E il diritto associativo?

 

Il diritto di associazione garantito dalla Costituzione deve essere riconosciuto anche al personale militare. L’esercizio di tale diritto, nell’ambito di forme e modalità legittime, eviterà che vi siano interpretazioni ministeriali, artificiose e discrezionali , che hanno danneggiato il libero confronto e la partecipazione dei cittadini militari.

 

On. Minniti, affrontiamo ora un'altra questione: l’esigenza di intervenire sulle condizioni sociali e professionali del personale, impone anche l’opportunità di una maggiore equità retributiva all’interno del comparto.

 

Certamente. E lo abbiamo già prospettato nell’ambito del recente dibattito parlamentare sul riordino dei ruoli perché,  a nostro avviso, non si possono riordinare le carriere, senza intervenire contestualmente sul modello retributivo, tenendo conto di due fattori fondamentali. Innanzitutto che la crescita professionale acquisita nel tempo dagli operatori dei vari ruoli e categorie, deve trovare un riconoscimento nella retribuzione, nelle forme che la concertazione e la contrattazione definirà. In secondo luogo, considerando che il ruolo dei Marescialli è al momento “schiacciato”   in una situazione retributiva inadeguata. Mentre per gli ufficiali e dirigenti esiste, infatti, un meccanismo di adeguamento delle retribuzioni, per i sottufficiali no. Quindi, qualunque riforma, i cui contenuti debbono scaturire in sede di concertazione, deve assicurare risultati tali da garantire che la crescita professionale, gli incarichi svolti, la maturazione degli operatori nelle funzioni svolte, abbia un riconoscimento retributivo. Tutte le categorie del comparto debbono poter disporre di un meccanismo che consenta una dinamica retributiva, così come avviene oggi per gli ufficiali.

 

Non esclude anche una correzione del sistema dei parametri?

 

Non lo escludiamo, anche perché, rispetto agli intendimenti iniziali, la riforma dei parametri è diventata un’altra cosa. Un impianto retributivo legato al grado e non alle funzioni.

 

E sulla problematica delle operative, altra questione scottante e molto sentita all’interno delle categorie, e’ opportuno suo giudizio un intervento riformatore?

 

Potremo e dovremo affrontare la questione, anche alla luce dei nuovi assetti organizzativi che hanno modificato profondamente il panorama sul quale si basa il meccanismo attuale. Quindi, se prima era l’insoddisfazione di talune categorie, a sollevare il problema, ora sono le modifiche nell’impiego del personale, a consigliare un ripensamento del modello legislativo .

 

Tutto questo, se andrete al governo.

 

Se governeremo, avremo certamente degli strumenti più incisivi per intraprendere queste riforme ma, come le ho detto all’inizio di questa intervista, la nostra attenzione nei confronti di questo settore, c’è sempre stata e gli atti della legislatura appena conclusa, sono lì a dimostrarlo.

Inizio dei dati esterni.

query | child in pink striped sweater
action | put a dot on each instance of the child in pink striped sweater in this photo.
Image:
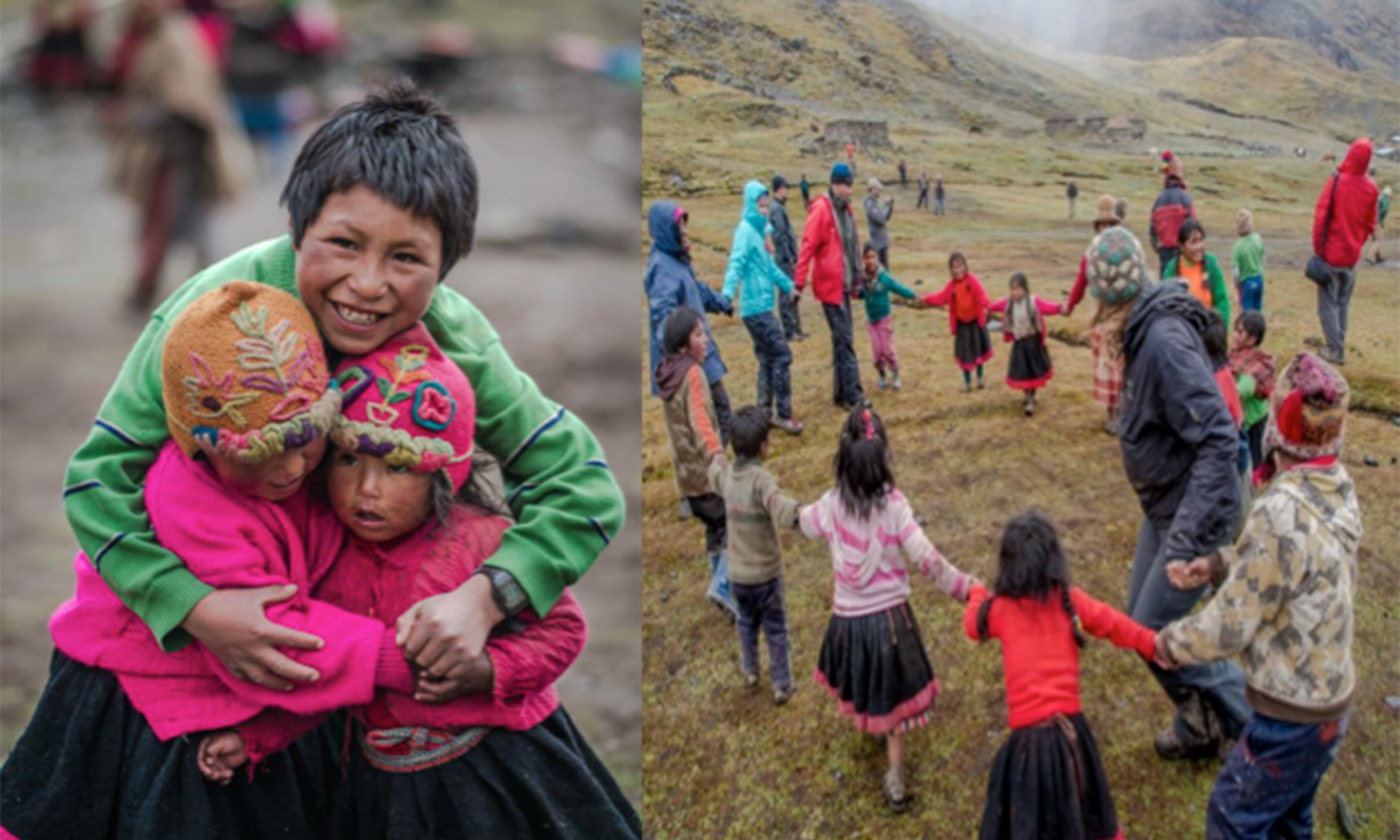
(873, 658)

Mentre se andiamo a leggere il programma della Casa della Libertà,  non troviamo nulla, se non un generico ed alquanto stringato riferimento al “nostro impegno nei confronti dell’Europa…” e, per quanto riguarda la sicurezza, “l’aumento fino a diecimila unità dei poliziotti e dei carabinieri di quartiere”. Tutto qui. Nulla di nulla sulle problematiche specifiche del settore.